My name is Joyce Tsuchiya, from Brazil. I’m an ophthalmologist by training and I practiced for six years as a cataract surgeon and cornea specialist before deciding to pursue a career change. I come to IMD for a new challenge, big emotions and self development.

WhatsApp Image 2018-01-14 at 20.20.32 photo taken by my colleague Rodrigo Freire

 

Dreams are where we all started, high expectations and lots of hope. We arrived at IMD’s campus all keen on meeting each other, learning and eager for the new experiences to come. We had been listening for quite a while on how IMD’s program is comprehensive, and how it approaches business education from a holistic perspective. We heard about the experienced professors from whom we were going to learn and all the important people we would get to meet. But then, our dreams met reality, and we got hit head front by the first week of IMD’s insane schedule. By the 4th day I was already sleep deprived and started to question my sanity when I decided to pursue such program. It was a hectic, exhausting and an emotional week, and IMD was not about to let it end without a grand finale.

For the 5th day of our journey, we had two off-campus visits on our program, we were supposed to go to Genéve in order to visit EPFL’s (École Politechnique Fédérale de Lausanne) campus biotech and the CERN (read Martina’s post about that part of the visit here). Campus biotech is one of those places science folks dream about. – It is home to the Wyss Center and the Blue Brain Project.

The Blue Brain project is a brain mapping effort, its goal is to create a biologically detailed digital reconstruction of the rodent brain. But you could also call it ‘the perfect marriage between business and research’. BBP develops cutting edge research supported by a professional operation. The project management office controls and facilitates initiatives, in a methodology based on agile and waterfall. Every project must have a science lead, an engineering lead and a project manager.
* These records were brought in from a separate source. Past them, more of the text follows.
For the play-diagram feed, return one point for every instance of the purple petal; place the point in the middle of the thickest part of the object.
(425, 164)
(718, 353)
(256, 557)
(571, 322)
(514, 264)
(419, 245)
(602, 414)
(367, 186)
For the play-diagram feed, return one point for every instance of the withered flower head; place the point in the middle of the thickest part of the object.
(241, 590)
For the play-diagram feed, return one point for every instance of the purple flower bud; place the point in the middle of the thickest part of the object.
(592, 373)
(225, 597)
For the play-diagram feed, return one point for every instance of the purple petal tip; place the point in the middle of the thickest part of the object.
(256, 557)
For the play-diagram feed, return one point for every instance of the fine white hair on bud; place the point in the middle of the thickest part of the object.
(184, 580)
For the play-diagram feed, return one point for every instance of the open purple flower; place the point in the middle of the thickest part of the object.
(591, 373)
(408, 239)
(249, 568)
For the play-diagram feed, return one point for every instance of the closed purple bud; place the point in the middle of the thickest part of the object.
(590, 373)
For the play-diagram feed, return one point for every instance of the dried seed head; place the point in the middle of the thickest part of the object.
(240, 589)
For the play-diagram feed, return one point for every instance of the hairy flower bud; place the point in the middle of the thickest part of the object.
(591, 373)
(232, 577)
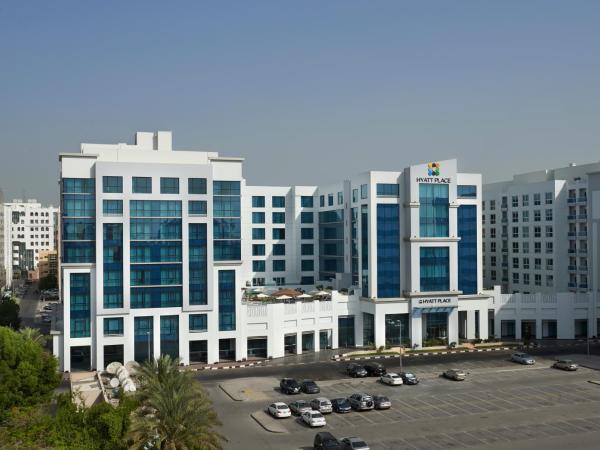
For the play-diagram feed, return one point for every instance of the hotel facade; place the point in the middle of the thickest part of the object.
(171, 252)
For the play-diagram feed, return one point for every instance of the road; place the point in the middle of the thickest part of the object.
(500, 405)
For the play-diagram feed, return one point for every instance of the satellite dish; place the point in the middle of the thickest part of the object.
(113, 367)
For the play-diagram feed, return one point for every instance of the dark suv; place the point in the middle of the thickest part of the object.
(375, 369)
(326, 441)
(289, 386)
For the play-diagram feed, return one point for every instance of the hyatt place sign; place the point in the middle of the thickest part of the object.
(435, 302)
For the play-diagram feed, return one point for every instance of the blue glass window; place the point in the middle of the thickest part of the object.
(306, 201)
(80, 298)
(435, 269)
(155, 208)
(258, 201)
(467, 249)
(169, 336)
(112, 207)
(388, 251)
(278, 217)
(279, 265)
(198, 272)
(197, 208)
(433, 210)
(226, 188)
(307, 233)
(388, 190)
(198, 322)
(258, 217)
(466, 191)
(113, 185)
(258, 249)
(307, 265)
(306, 217)
(169, 185)
(226, 300)
(258, 233)
(141, 185)
(278, 201)
(113, 326)
(196, 185)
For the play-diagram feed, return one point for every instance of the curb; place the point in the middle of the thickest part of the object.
(344, 357)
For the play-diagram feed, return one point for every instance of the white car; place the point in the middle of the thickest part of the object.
(279, 410)
(313, 418)
(391, 378)
(522, 358)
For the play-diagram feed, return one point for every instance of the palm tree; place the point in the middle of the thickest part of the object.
(175, 412)
(34, 335)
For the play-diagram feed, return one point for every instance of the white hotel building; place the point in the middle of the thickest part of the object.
(162, 251)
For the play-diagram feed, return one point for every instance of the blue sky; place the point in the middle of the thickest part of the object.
(306, 91)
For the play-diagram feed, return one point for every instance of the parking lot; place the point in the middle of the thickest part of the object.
(500, 404)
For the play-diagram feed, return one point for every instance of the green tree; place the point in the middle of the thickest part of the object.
(9, 313)
(28, 374)
(175, 412)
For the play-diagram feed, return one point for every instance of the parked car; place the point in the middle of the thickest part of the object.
(356, 370)
(522, 358)
(322, 405)
(382, 402)
(375, 369)
(392, 379)
(279, 410)
(324, 440)
(409, 378)
(309, 387)
(454, 374)
(354, 443)
(300, 406)
(289, 386)
(361, 402)
(313, 418)
(565, 364)
(341, 405)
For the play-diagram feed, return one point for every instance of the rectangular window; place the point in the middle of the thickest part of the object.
(307, 233)
(258, 250)
(258, 217)
(112, 185)
(466, 191)
(258, 201)
(278, 233)
(198, 322)
(278, 249)
(197, 208)
(279, 265)
(113, 326)
(435, 269)
(169, 185)
(141, 185)
(112, 207)
(306, 217)
(433, 210)
(279, 217)
(307, 265)
(306, 201)
(196, 185)
(278, 201)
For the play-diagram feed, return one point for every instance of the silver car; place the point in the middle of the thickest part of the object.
(522, 358)
(565, 364)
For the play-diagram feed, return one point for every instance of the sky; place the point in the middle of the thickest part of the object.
(309, 92)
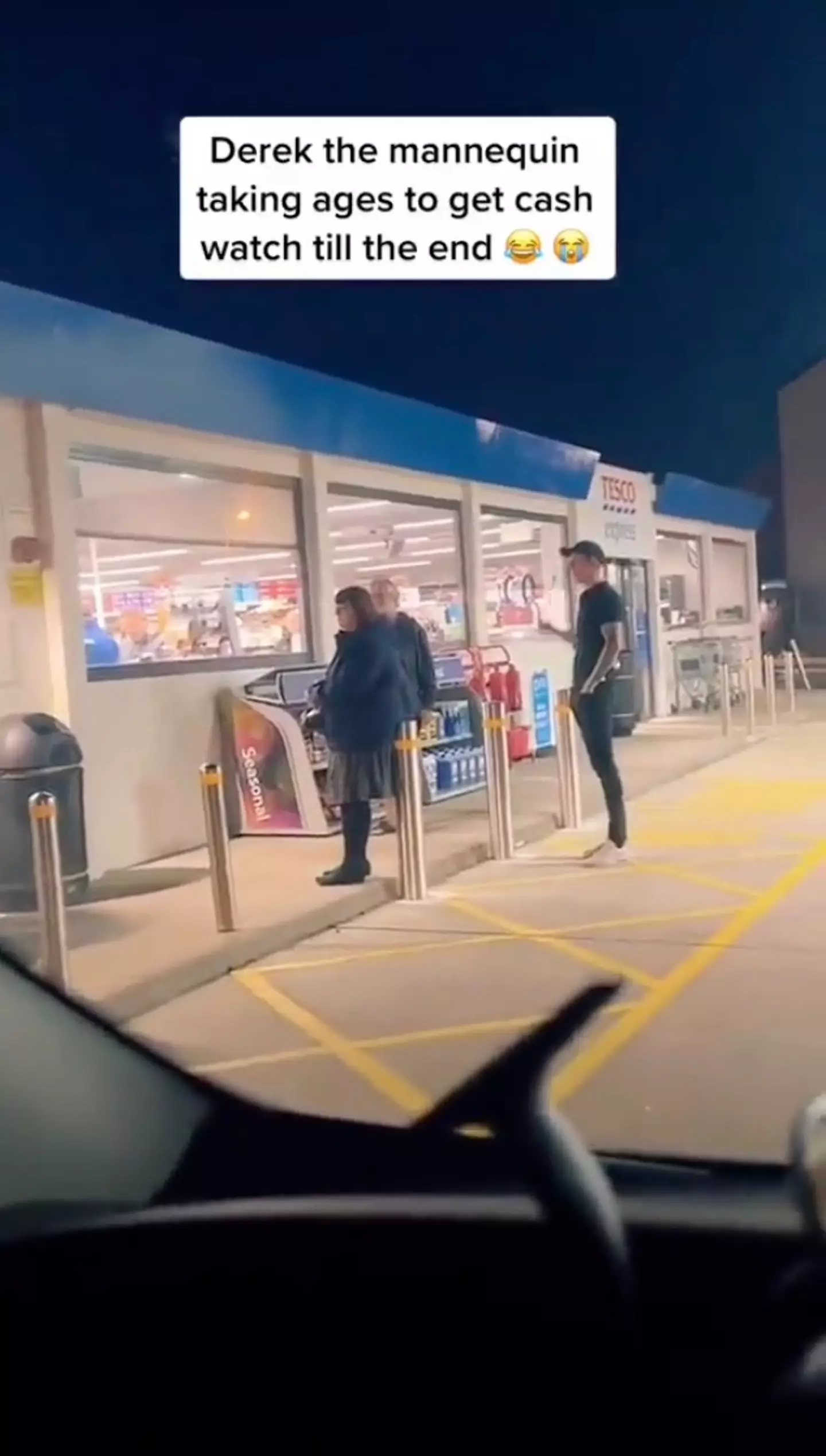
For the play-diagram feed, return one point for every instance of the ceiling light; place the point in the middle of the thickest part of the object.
(235, 561)
(149, 555)
(419, 526)
(515, 554)
(112, 585)
(98, 576)
(357, 506)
In such environment, the most audacious ideas flourish. For instance, the e-dura, a flexible implant that can be used for many things, among them bridging a damaged spinal cord and the brain through a computerized interface, therefore restoring walking capability  to paralyzed patients. Or the neurohabilitation treatment that helps stroke patients recover movements. And a project very close to my heart, a retina implant based on tiny photovoltaic cells (20.000 of them!) that restore eyesight to blind people.

EPFL campus biotech is where dreams meet reality, where science meets business. A place where research is professionally managed and organized so that scientists get to build on each other’s work and all of this allows researchers to deliver actionable knowledge and give back to society. Thank you IMD, for taking us there and for showing us how business can be a powerful transformative force.